Plugging $bc = \dfrac{1}{2}(b+c)^2 - \dfrac{3}{2} + \dfrac{a^2}{2}$ into $S_1$ yields
$$ S_1 = \dfrac{1}{2}(b+c)^2 + (b + c) a + \frac{3}{(b + c) + a} + \dfrac{a^2}{2},$$
or with $x := b + c$,
\begin{align}
\begin{split}
S_1(x, a) &= \dfrac{1}{2} x^2 + a\, x + \frac{3}{x + a} + \dfrac{a^2}{2} = \\
 &= \dfrac{1}{2} (x + a)^2 + \dfrac{3}{x + a} = \\
 &= \dfrac{1}{2} z^2 + \dfrac{3}{z}.
\end{split}
\tag{2}
\end{align}

*

*We are left with the problem of minimising $S_1(z)$ wrt $z$ when $z \geq \sqrt 3$ (because $z^2 \geq a^2 + b^2 + c^2$).

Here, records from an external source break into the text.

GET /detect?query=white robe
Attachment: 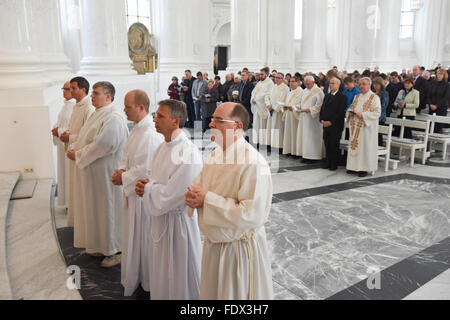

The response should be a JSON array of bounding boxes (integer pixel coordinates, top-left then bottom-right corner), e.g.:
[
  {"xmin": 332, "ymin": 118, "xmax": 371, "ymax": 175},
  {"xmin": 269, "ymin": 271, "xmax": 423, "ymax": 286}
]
[
  {"xmin": 118, "ymin": 115, "xmax": 164, "ymax": 296},
  {"xmin": 73, "ymin": 105, "xmax": 128, "ymax": 256},
  {"xmin": 267, "ymin": 83, "xmax": 289, "ymax": 148},
  {"xmin": 65, "ymin": 96, "xmax": 95, "ymax": 227},
  {"xmin": 142, "ymin": 130, "xmax": 203, "ymax": 300},
  {"xmin": 283, "ymin": 87, "xmax": 303, "ymax": 155},
  {"xmin": 347, "ymin": 91, "xmax": 381, "ymax": 172},
  {"xmin": 296, "ymin": 85, "xmax": 325, "ymax": 160},
  {"xmin": 194, "ymin": 138, "xmax": 273, "ymax": 300},
  {"xmin": 251, "ymin": 77, "xmax": 274, "ymax": 145},
  {"xmin": 53, "ymin": 100, "xmax": 75, "ymax": 207}
]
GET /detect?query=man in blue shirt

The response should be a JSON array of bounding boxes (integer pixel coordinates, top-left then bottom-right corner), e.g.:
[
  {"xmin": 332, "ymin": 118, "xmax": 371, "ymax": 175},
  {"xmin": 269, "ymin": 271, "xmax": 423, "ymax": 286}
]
[{"xmin": 342, "ymin": 77, "xmax": 361, "ymax": 110}]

*The derivative with respect to $z$ is $z - \dfrac{3}{z^2}$. This is positive if $z > \sqrt[3]{3}$. So $S_1$ is increasing for $z \geq \sqrt[3]{3}$ and we should pick $z_0 := \sqrt 3$ if we can (choosing $z_0 := \sqrt[3]{3}$ is not possible because $\sqrt[3]{3} < \sqrt 3$).
If one moves up the chain, we have $z_0 = x_0 + a_0 = a_0 + b_0 + c_0 = \sqrt 3$. And we see it is possible to choose $a_0 := \sqrt 3$ and $b_0 := c_0 := 0$ to obtain $z_0 = \sqrt 3$, thus minimising $S_1$. By picking $c_0 = 0$, $S_2$ is minimised as well, so we are done. In conclusion, the minimum value of $P$, subject to given constraints, is $\sqrt 3$. It is obtained at, for example, $(a_0, b_0, c_0) = (\sqrt 3, 0, 0)$.